Thursday, 5 July 2012

The Challenge of an introductory course

For good or ill, I have been teaching what I have called "An Introduction to NVivo" for the last two years. It was put on due to popular demand and at present I have to run it every two months to keep up with demand (technically I am not doing that).

The odd thing is that in many ways a two hour talking head course is NOT a good way to teach NVivo, it would not be my preferred way. It is meant really as a taster, something that can give people a flavour for NVivo and get them to explore it for themselves. As that it is barely acceptable and leaves me drained when I do it. The fact that I am doing it on out of date software does not help.

Yet this course is hugely popular and I regularly leave people enthused for the package. It is one of the ironies of life. The group I taught today was relatively easy, there was at least one other user and his enthusiasm was infectious. I think we might have even persuaded some of the people who were computer shy that it was worth a try.
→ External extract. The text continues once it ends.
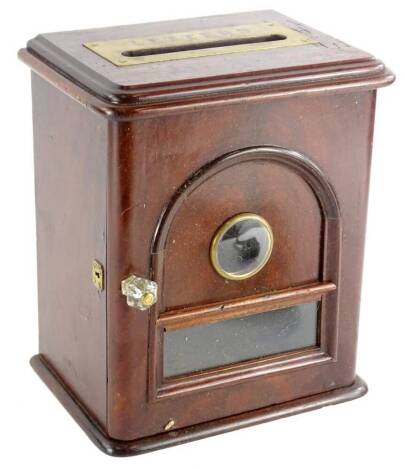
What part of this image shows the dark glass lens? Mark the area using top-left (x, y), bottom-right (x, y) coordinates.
top-left (216, 217), bottom-right (271, 277)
What I have to remember for next time is to be quite deliberate about pointing people to other resources to help them. Even the guy who was a user was interested to hear of the two day courses where you could take along your own data and get help from an NVivo expert. The problem at Sheffield is that I am the NVivo expert and I am very aware of huge chunks where I just don't know about the package. The student who was overwhelmed by the course was guided by him to the help on the QSR website and was able to see that they had videos and tutorials that might really help her and which she could take in small bite size pieces. I think I have at least three more users this time which is all I aim to achieve.
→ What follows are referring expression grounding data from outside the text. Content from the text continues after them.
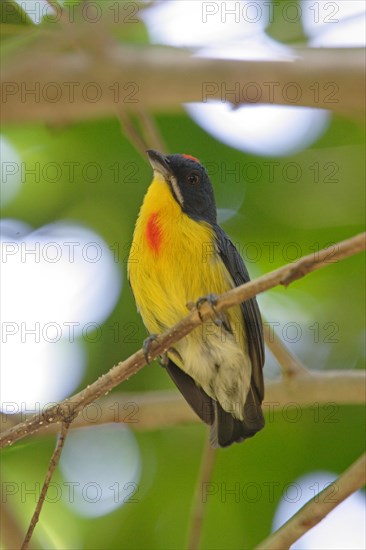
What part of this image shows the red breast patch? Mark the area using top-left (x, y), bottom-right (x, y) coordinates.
top-left (146, 212), bottom-right (162, 252)
top-left (182, 154), bottom-right (200, 164)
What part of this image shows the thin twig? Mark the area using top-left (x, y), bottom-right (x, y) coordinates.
top-left (255, 452), bottom-right (366, 550)
top-left (263, 322), bottom-right (309, 378)
top-left (21, 422), bottom-right (70, 550)
top-left (187, 440), bottom-right (217, 550)
top-left (118, 109), bottom-right (167, 159)
top-left (118, 109), bottom-right (149, 159)
top-left (0, 233), bottom-right (364, 449)
top-left (138, 109), bottom-right (167, 154)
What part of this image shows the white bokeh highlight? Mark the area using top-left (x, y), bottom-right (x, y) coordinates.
top-left (60, 424), bottom-right (141, 518)
top-left (185, 36), bottom-right (330, 157)
top-left (273, 471), bottom-right (366, 549)
top-left (1, 339), bottom-right (86, 412)
top-left (141, 0), bottom-right (269, 47)
top-left (302, 0), bottom-right (366, 46)
top-left (257, 291), bottom-right (332, 379)
top-left (142, 5), bottom-right (331, 157)
top-left (0, 220), bottom-right (122, 412)
top-left (187, 101), bottom-right (330, 158)
top-left (14, 0), bottom-right (55, 24)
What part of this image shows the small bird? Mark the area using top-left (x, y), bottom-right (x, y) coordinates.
top-left (128, 150), bottom-right (265, 447)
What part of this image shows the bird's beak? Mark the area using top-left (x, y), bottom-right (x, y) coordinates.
top-left (147, 149), bottom-right (173, 180)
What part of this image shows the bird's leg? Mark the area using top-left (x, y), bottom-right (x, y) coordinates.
top-left (143, 334), bottom-right (159, 364)
top-left (192, 293), bottom-right (230, 331)
top-left (195, 293), bottom-right (219, 321)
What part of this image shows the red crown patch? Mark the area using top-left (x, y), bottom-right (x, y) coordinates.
top-left (181, 154), bottom-right (200, 164)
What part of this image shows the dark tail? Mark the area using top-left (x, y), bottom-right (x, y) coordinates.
top-left (210, 386), bottom-right (265, 448)
top-left (165, 358), bottom-right (264, 448)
If my aim with SPSS course is to get people out from being paranoid to where they feel its a chore, then my aim with this course is to get people to the stage where they feel it is worth having a trial with NVivo. To do that I have to overcome a level of scepticism and persuade users that the program is not going to take over the analysis (and disappoint them that it won't produce p-values) also I have to persuade them that being computerised does not imply distance. On my last course where one guy says "this is not about taking you away from your data, its all about keeping you close to it". If I can get that across no matter how tired and drained I am, then the course has suceeded.